AI start-ups: funding buzz passes from Web3 to artificial intelligence


Artificial intelligence promises to be the ultimate helpmeet. Start-ups such as San Francisco-based Abacus.AI offer to use AI to help companies perform complex calculations such as predicting customer churn. Pilot AI is an early-stage company working on tech that it says will turn sales calls into detailed notes.

Generative AI companies that create new content from existing data are drawing hundreds of millions of dollars in funding despite a valuation crash across the rest of the tech sector. Funding rose a third last year, according to data from PitchBook, to just under $1.4bn. 

This year will far surpass that total. Microsoft is considering a $10bn investment in OpenAI, creator of AI chatbot ChatGPT. Rival Cohere, which plans to target businesses, is in talks to raise funding at an estimated $6bn valuation. This week, Tome, an AI-powered storytelling start-up with more than a million users, raised $43mn and almost doubled its previous valuation. More funding is being lined up. Canadian venture capital firm Radical Ventures is raising a $550mn fund that will target AI start-ups.

Meanwhile, cloud computing companies such as Amazon’s AWS are locking up deals with OpenAI rivals, including Hugging Face.

Will it last? This time last year, the buzziest start-ups were promoting Web3, a new iteration of the internet in which users could control their data and use digital tokens to facilitate transactions. This has fallen out of favour amid a crash in cryptocurrency prices.

AI may have more longevity. Cutting business costs and parsing corporate data are more practical applications than financial speculation in non-fungible tokens.

PwC predicts that AI will contribute almost $16tn to the global economy by 2030, divided between increased productivity and consumer demand for enhanced products. But valuing AI start-ups, most of which are pre-revenue, is difficult. Nor is it yet clear how much companies will pay for AI tools and how regulators might impose restrictions.

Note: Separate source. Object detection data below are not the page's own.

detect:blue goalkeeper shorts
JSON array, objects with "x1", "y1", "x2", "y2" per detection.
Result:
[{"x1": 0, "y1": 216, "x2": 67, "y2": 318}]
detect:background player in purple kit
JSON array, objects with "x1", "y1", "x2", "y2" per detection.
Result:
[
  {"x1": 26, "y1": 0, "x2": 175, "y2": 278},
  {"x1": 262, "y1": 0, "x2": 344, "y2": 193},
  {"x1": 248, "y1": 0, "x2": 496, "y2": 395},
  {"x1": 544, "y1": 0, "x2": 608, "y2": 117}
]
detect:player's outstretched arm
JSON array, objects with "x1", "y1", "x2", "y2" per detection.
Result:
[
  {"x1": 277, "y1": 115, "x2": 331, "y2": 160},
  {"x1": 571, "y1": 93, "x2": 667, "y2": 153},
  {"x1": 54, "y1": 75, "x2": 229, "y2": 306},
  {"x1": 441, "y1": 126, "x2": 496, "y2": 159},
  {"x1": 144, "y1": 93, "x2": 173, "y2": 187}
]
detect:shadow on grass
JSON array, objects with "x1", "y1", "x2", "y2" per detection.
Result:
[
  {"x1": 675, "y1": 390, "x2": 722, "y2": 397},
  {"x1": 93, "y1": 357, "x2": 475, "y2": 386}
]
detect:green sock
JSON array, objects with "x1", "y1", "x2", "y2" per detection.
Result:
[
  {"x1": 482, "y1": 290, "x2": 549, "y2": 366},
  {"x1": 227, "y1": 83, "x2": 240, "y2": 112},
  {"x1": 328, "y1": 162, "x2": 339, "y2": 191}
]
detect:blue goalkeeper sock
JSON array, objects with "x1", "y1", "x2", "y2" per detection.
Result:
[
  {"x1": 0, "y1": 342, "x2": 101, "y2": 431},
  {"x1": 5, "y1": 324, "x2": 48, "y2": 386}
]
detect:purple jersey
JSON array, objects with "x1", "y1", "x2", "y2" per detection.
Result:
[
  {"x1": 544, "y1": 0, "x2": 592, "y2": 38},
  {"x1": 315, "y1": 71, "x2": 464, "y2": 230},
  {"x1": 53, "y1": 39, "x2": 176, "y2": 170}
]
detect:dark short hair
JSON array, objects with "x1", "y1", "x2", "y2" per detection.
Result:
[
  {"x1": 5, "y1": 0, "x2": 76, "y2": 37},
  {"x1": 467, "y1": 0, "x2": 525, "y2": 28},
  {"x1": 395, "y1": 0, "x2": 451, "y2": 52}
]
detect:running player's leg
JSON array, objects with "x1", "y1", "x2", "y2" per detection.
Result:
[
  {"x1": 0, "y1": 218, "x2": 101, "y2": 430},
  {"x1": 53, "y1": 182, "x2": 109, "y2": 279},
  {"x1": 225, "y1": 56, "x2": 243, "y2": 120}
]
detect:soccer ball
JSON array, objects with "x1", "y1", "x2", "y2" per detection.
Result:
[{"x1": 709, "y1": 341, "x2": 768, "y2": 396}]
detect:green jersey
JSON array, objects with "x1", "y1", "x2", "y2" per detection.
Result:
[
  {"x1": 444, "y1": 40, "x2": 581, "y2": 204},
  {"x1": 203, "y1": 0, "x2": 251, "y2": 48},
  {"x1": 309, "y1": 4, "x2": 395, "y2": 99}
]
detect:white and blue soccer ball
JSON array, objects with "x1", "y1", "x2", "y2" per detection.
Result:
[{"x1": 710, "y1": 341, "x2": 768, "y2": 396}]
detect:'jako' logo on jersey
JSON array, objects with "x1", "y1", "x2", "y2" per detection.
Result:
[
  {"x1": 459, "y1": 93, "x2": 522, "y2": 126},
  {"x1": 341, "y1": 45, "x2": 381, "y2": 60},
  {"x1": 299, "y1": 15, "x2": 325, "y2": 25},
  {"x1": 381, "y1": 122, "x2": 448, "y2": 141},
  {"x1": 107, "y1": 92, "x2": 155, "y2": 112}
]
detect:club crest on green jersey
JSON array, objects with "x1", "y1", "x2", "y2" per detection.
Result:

Still, companies know that rushing to join the movement is already being rewarded in markets. This week, shares in Nvidia rose 14 per cent after it declared a new AI services model. Microsoft’s share price reached a near six-month high after unveiling its AI-powered search engine. Digital media company Buzzfeed’s share price almost quadrupled after it announced plans for AI quizzes. Public market gains should keep AI start-up valuations rising.